Thymus extract comes from the thymus gland of cows. Because the thymus helps regulate immune function, it has been speculated that its extract might boost the immune system in hepatitis C patients, but too few studies have been done to confirm this theory. A small study of Complete Thymic Formula, a dietary supplement containing thymus extract, as well as vitamins, minerals, and enzymes, found that this supplement did not benefit hepatitis C patients who had failed conventional treatment. Although this study noted only one side effect (a drop in blood platelets), there is concern that thymus extract might be prone to contamination because it comes from animals. People with immune problems (such as HIV/AIDS) should use caution when taking thymus extract.
Ginseng has been used to boost the immune system, and there is some evidence that it might help people with other types of liver conditions. However, it hasn't been studied well enough in people with hepatitis C to show any benefit. And because ginseng can decrease blood sugar and increase risk for bleeding, it should be used very carefully.

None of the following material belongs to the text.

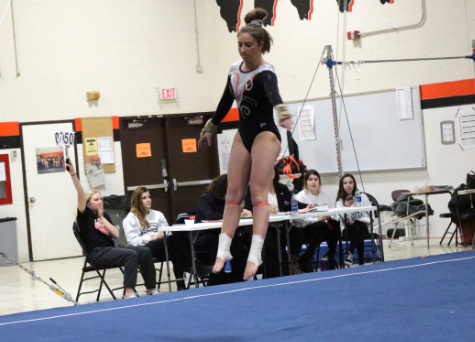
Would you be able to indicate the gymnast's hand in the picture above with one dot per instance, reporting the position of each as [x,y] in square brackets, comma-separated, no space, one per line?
[205,140]
[157,236]
[286,123]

Schisandra is a plant that has been used for centuries as part of traditional Japanese medicine. In one small study, a Japanese herbal medicine called TJ-108 containing schisandra fruit had an antiviral effect on hepatitis C. However, the researchers aren't sure whether the schisandra or other ingredients in the herbal remedy were responsible for this effect.

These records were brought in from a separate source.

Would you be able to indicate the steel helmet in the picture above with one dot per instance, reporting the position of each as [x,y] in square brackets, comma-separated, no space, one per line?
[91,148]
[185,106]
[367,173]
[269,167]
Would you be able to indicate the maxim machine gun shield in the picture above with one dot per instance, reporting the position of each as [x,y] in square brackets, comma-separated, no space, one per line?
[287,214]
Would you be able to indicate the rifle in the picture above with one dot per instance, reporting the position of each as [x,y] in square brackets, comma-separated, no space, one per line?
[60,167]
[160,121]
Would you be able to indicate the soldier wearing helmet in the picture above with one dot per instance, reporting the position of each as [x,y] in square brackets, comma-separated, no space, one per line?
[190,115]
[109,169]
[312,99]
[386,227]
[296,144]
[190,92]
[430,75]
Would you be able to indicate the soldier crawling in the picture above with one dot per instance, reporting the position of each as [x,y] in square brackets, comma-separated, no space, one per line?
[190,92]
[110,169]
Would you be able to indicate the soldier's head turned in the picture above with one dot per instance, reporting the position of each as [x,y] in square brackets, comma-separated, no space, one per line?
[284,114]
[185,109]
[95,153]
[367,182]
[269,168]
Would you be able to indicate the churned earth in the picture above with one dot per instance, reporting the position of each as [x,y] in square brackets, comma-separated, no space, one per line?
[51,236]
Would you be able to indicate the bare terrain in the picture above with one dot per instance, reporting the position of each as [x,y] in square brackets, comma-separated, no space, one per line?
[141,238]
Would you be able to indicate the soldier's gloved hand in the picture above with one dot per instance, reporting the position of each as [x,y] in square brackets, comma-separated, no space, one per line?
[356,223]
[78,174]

St. John's wort has gained popularity for treating mild to moderate depression. Some patients with hepatitis C take the herbal remedy to counter the side effects of conventional treatment, but there is no evidence that it works.
Lactoferrin is a protein found in milk, as well as in the tears and saliva. A few small studies have found that when it is taken as part of a dietary supplement, lactoferrin may lower levels of the hepatitis C virus in the blood and improve liver function. It may be useful when taken together with standard medication, but this remains to be seen in future trials.
Other hepatitis C treatments include massage, acupuncture, and relaxation therapy. Although none of these treatments has been shown in scientific studies to work, there is anecdotal evidence that they may help relieve hepatitis C pain and ease some of the side effects of standard treatment.